A 45 rpm adapter (also 45 rpm record insert, 45 rpm spindle adapter, 7-inch adapter or spider, the common size of 45 RPM records) is a small plastic or metal insert that goes in the middle of a 45-rpm record so it can be played on the standard size spindle of a turntable. The adapter could be a small solid circle that fits onto the spindle (meaning only one 45 could be played at a time) or a larger adapter that fits over the entire spindle of a record changer, permitting a stack of 45s to be played. These are often referred to as 45 spindles. A few manufacturers supplied a complete change of spindle for 45s. 

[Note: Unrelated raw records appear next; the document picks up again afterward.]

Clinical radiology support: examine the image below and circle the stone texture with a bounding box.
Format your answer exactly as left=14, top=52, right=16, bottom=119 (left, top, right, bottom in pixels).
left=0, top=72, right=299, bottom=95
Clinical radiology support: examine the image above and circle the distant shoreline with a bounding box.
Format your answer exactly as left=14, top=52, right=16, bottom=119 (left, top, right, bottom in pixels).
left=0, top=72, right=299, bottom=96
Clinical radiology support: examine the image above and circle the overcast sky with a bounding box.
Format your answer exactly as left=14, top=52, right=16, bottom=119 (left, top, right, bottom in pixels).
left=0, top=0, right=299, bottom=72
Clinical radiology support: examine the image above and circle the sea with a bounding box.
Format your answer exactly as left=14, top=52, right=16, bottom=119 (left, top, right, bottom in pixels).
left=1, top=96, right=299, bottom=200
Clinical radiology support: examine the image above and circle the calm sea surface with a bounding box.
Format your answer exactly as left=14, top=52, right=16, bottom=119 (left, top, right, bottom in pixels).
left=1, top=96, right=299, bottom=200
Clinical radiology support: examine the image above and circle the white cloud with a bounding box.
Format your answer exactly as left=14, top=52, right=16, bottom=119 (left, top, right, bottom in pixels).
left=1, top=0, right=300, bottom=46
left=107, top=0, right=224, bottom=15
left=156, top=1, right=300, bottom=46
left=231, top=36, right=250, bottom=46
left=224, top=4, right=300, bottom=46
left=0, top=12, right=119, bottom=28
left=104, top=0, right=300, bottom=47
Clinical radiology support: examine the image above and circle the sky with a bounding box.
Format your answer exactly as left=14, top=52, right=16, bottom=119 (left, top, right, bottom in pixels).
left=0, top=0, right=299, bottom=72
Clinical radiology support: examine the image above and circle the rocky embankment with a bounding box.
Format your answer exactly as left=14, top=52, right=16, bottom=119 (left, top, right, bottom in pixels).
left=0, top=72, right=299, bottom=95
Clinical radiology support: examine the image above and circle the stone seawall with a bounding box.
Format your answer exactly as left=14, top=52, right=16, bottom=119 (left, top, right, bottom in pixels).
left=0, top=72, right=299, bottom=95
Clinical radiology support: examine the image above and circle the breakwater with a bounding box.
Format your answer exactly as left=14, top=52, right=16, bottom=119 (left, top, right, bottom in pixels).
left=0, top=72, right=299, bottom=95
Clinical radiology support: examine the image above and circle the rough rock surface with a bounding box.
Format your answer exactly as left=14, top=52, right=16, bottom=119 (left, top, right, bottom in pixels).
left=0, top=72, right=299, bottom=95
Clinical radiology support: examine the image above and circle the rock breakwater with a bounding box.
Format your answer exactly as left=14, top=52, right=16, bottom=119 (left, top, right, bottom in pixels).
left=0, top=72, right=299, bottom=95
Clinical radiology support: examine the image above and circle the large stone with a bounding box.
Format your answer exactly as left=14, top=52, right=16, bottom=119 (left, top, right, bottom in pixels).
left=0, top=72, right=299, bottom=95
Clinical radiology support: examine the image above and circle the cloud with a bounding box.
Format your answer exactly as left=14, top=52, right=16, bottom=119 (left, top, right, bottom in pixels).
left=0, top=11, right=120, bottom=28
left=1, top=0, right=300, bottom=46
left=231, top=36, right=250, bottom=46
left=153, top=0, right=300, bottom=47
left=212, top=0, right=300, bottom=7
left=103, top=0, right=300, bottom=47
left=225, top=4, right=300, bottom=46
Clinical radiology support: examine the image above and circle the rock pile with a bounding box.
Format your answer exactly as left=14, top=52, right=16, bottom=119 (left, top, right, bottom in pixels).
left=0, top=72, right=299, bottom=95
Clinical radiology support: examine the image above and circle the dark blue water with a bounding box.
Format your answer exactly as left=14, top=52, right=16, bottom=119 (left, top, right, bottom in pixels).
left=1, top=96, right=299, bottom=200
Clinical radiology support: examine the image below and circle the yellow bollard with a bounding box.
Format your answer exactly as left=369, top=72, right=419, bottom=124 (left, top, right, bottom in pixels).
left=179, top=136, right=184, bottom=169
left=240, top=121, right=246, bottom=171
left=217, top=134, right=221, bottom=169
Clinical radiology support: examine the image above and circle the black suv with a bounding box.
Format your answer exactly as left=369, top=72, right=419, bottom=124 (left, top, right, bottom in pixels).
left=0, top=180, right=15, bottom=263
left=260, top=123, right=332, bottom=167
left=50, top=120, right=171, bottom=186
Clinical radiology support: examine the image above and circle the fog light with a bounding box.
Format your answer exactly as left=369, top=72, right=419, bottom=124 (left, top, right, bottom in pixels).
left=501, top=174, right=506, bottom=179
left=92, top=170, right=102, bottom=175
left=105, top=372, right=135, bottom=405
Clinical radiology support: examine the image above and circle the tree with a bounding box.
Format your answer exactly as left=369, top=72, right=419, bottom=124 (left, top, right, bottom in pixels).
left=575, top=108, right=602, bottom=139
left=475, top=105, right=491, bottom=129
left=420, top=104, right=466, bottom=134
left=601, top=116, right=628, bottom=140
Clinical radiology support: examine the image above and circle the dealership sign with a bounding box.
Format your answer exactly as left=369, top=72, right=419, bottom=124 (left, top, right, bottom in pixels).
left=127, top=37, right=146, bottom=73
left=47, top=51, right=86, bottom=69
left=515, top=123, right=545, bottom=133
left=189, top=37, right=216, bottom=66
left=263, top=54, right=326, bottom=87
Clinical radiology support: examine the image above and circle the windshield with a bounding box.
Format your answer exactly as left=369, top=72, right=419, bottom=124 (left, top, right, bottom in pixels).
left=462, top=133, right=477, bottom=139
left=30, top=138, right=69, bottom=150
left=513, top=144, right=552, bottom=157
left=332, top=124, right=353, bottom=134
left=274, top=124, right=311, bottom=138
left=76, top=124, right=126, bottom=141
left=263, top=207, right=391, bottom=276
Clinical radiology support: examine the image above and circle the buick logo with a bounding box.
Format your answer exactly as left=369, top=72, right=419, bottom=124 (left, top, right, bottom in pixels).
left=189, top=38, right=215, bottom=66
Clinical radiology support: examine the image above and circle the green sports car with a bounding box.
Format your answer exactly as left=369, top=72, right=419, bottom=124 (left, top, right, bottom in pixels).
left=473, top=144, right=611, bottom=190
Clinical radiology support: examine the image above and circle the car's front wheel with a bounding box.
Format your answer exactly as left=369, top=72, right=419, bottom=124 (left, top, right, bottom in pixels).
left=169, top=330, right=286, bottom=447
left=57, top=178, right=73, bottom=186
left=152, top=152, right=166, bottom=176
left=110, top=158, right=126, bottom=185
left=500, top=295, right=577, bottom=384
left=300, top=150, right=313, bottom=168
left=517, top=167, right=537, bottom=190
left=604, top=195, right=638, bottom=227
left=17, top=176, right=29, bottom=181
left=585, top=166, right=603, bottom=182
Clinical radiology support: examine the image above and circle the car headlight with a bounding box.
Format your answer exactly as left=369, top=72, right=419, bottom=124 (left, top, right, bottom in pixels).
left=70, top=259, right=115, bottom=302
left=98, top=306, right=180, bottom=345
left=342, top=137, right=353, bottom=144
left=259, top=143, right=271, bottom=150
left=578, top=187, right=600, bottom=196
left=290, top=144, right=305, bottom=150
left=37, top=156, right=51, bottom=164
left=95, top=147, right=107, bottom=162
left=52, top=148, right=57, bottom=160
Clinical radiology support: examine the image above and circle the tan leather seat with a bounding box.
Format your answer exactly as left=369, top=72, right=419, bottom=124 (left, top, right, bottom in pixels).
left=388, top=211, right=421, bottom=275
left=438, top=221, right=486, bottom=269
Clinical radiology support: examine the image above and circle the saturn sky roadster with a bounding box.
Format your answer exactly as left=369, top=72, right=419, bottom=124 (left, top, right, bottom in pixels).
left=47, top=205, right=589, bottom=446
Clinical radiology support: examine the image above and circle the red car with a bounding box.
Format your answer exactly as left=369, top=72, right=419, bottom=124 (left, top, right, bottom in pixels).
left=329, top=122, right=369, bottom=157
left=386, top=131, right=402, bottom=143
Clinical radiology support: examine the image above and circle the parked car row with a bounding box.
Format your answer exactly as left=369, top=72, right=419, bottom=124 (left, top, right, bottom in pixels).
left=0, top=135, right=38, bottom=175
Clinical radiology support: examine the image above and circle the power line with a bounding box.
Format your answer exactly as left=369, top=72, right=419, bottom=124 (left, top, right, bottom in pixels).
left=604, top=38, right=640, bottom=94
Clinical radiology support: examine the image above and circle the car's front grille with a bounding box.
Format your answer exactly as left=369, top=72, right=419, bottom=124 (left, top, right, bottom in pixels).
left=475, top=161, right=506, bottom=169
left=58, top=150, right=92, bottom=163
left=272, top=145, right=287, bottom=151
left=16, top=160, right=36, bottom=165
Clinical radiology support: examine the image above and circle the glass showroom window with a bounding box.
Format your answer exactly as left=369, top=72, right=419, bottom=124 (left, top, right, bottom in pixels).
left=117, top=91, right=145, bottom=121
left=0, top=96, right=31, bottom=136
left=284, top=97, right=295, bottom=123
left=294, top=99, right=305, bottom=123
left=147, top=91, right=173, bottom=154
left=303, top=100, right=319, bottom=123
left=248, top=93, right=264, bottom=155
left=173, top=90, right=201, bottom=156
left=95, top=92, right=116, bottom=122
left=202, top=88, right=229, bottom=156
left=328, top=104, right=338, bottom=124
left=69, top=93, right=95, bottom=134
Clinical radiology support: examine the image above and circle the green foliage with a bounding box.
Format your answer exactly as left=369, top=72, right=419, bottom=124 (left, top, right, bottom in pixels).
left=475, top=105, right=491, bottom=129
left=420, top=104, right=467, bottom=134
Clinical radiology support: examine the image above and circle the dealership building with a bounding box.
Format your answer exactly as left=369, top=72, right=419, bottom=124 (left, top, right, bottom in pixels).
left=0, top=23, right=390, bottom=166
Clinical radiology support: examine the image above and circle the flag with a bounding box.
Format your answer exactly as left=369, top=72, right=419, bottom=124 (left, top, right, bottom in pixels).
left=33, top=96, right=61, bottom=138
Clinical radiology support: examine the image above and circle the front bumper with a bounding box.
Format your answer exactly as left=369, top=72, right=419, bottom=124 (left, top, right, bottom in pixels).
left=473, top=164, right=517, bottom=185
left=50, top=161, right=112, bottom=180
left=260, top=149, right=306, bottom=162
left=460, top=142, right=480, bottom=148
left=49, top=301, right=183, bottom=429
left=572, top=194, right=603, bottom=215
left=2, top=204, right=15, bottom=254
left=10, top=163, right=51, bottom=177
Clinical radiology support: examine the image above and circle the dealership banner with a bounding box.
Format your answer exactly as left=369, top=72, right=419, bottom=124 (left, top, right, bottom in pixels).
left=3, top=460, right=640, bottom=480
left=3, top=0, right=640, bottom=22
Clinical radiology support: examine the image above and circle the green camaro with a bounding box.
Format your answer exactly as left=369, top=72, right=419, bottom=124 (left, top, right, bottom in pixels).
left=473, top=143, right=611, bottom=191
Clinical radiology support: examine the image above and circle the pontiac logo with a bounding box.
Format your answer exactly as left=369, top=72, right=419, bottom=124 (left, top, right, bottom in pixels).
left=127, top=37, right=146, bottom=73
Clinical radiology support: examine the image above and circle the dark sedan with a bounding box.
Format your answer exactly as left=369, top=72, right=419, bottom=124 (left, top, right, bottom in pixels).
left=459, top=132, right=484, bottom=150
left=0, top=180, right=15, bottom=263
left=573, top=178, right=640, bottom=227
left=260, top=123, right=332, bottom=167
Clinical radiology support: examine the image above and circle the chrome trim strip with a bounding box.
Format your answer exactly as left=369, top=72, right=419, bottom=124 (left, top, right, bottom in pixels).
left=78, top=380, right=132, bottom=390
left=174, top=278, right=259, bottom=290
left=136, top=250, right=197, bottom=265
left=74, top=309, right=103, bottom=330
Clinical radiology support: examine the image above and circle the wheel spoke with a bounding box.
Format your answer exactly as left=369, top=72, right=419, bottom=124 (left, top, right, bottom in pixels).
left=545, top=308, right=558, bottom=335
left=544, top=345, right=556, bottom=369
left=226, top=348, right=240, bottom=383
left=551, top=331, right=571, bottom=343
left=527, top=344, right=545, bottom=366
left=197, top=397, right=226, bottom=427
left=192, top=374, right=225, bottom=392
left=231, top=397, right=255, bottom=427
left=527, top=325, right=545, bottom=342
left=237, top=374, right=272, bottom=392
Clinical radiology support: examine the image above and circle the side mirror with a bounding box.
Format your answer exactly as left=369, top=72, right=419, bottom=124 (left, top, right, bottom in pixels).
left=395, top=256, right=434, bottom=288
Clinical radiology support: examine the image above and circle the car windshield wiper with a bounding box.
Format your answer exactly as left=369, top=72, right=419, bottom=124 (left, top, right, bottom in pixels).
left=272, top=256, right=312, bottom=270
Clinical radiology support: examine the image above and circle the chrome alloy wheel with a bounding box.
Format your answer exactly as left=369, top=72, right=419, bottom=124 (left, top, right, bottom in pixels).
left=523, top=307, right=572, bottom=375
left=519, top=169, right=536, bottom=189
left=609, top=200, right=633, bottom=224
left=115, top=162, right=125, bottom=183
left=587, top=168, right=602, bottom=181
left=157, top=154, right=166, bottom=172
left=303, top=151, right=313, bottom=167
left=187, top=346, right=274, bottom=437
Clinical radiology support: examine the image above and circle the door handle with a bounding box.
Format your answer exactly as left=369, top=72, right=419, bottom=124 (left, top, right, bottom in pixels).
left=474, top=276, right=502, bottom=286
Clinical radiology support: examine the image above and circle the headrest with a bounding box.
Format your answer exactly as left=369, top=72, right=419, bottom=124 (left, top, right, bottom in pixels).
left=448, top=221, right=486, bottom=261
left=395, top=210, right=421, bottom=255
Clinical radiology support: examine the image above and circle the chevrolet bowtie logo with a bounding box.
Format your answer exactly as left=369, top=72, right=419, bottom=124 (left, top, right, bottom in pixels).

The first 45 rpm inserts were introduced by the Webster-Chicago Corporation, also known as Webcor.  They were made of solid zinc, difficult to insert into a record and almost impossible to remove without breaking the disc.  A differently shaped, but similarly difficult-to-use metal adapter was made by Fidelitone.  Capitol Records for a time produced what they called "Optional Center" or "O.C. 45" records.  These had a triangular section molded in with an LP-size spindle hole that could be punched out for playing on 45 rpm spindles. Some EMI and other British records have a similar feature. The EMI version is circular, with four small notches holding the center part onto the rest of the record.

The Spider 
The former RCA Corporation introduced a snap-in plastic insert known as a spider  to make 45 rpm records compatible with the smaller spindle size of a  rpm LP record player.  Commissioned by RCA president David Sarnoff and invented by Thomas Hutchison, spiders were prevalent in the 1960s and sold tens of millions per year.  The Hutchison adapter included small bumps called "drive pins," which locked the adapters together while revolving, thus preventing the stacked records from slipping against each other.  Several manufacturers made "spider" adapters in slightly varying shapes and many different colors, though yellow and red were most frequently used.

The SX2 
The SX2 and The Extender were designed and manufactured by Mark McLaughlan between the early 1980s and early 1990s.  McLaughlan, a Boston area nightclub DJ, came up with the design to make 7" discs easier to handle when mixing.  The original design (The Extender) was made up of a platter die-cut from sheets of plastic that McLaughlan would drive on the hood of his car from the supplier in Cambridge, MA to the die-cutter in Ipswich, MA.  He would then do the final assembly (bonding a lathe cut acrylic center and a foam pad) and packaging by hand.  The SX2 (Single Extender, Rev 2) was manufactured by plastic injection at Spirit, Inc. in Wakefield, Massachusetts.  One of the main design revisions, required was a series of 'ribs' on the underside of the platter to prevent warping from the extreme changes in temperature during the manufacturing process.  A raised barrier was also added to contain the head in the event of miscuing and a polished surface inside the barrier to minimize damage to the stylus.  Due to its limited manufacturing run the SX2 has become a sought after rarity among pro DJs.